Но это еще куда ни шло; удивительно то, как в переполненном поезде, стесненная пассажирами слева и справа, она могла совершенно спокойно с гордостью раскрыть на всеобщее обозрение общую тетрадь, плотно исписанную ее мелким почерком, и с деловым видом читать записи.
Неспешно шагая, Момоко-сан добросовестно соблюдала толстые, яркие, но невидимые линии разметки дома, и, открыв дверь, ведущую в коридор, поднялась по лестнице. Перед лестницей расположена маленькая площадка. С одной стороны – окно, с другой – стена. На стену приклеен дряхлый календарь, на котором мелко написано: 1975. Календарь повесили почти сразу после того, как они с двумя маленькими детьми переехали в этот дом и тут поселились. Это был период наивысшего расцвета Момоко-сан.
На засаленном календаре изображена многотысячная стая фламинго на берегу водоема; птицы, кажется, вот-вот улетят. Фламинго в первых рядах уже взлетели и пускают лапами отчетливую рябь по водной глади. Второй эшелон уже расправил крылья, готовится подняться, уже отталкивается от воды. Позади еще бесчисленное множество фламинго. Когда Момоко-сан впервые увидела эту картинку, она подумала: а я здесь где? Там, где все походит на розовую дымку, она еще не слышит звуков крыльев передовых птиц и спокойно копается в иле… Вот там я, наверное, и есть.
И сейчас она небрежно взглянула на календарь и отворила окно. Еще холодноватый мартовский ветерок принес аромат сливы.
У заброшенного дома через три двора и в этом году цветет слива. «Пускай твой хозяин далеко…» [5] – как условный рефлекс, всплыло в памяти стихотворение. Покачав головой, она оперлась о подоконник локтями и стала смотреть вдаль.
Отсюда она могла окинуть взглядом город, в котором жила. За возделанными полями в тусклом свете низко стелются цепочки гор. Между разбросанными островками леса и домами, высившимися, словно густо насаженная роща, виднелись блики автомагистрали. Если долго ехать по этой дороге, она приведет в родной город Момоко-сан… При случае она была всегда готова разглядывать этот пейзаж. Раз – и сорок лет прошло. Не успела моргнуть – а уже сорок лет. Я сорок лет здесь живу», – раздались со всех сторон невыдержавшие голоса.
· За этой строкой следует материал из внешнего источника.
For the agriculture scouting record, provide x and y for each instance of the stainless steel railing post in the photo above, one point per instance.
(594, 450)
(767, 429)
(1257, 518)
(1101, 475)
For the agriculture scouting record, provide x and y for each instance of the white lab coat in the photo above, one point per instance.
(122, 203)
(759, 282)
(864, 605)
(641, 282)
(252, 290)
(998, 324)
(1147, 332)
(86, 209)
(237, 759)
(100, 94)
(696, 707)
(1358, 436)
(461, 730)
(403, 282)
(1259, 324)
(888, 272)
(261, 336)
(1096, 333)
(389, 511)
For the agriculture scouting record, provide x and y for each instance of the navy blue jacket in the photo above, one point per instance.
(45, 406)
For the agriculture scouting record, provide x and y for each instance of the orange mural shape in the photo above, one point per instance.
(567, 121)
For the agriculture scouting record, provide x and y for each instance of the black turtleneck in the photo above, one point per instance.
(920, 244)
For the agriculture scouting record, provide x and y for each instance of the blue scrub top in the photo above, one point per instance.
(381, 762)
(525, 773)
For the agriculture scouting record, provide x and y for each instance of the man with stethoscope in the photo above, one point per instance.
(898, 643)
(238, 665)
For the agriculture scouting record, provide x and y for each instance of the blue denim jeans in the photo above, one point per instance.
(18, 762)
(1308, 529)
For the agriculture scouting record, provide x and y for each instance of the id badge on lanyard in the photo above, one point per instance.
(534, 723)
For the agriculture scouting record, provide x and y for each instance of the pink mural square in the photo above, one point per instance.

Момоко-сан живет в так называемых новых жилых загородных кварталах.
Дома, каждый четко в своей ячейке, выстроились ровными рядами на ступенчатых платформах, напоминающих доску для игры в Го – результат разработки холмистого рельефа этих пригородных территорий. Дом Момоко-сан был не высоко и не низко, примерно в середине. Раньше там, где заканчивался неожиданно крутой спуск, шедший от самого дома, находился супермаркет. Момоко-сан в молодые годы демонстрировала самые незаурядные способности: садилась на велосипед, разместив сзади и спереди по ребенку, ехала за покупками, потом вешала на каждую ручку пакет с продуктами и на одном дыхании поднимала все это в гору. Могла ли она тогда представить себе свою старость? Могла ли она хоть на мгновение подумать, что будет стариться в одиночестве?
«Ты ничего не знала! – запричитали ворсинки. – Ничего, совсем ничего! Молодость, если сейчас подумать, – это то же, что невежество. Ты все поняла, только испытав на себе. Значит, стареть – это то же, что приобретать опыт, испытывать?» Момоко-сан, которая думала, что стареть – значит терять или терпеть одиночество, эта мысль дает некоторую надежду.
«Так ведь это-то ничаво, хорошо. Сколько бы тебе ни стукнуло, а понимать что-то, осознавать – это ж славно», – говорит тихий голос изнутри.
И тут же на этот голос накладывается другой:
«Так и что, что у тебя впереди-то? Что я хочу понять-то теперича? Что сделать, чтоб мне дали убежать отсюда? Иногда не знаю я совсем, как жить мне».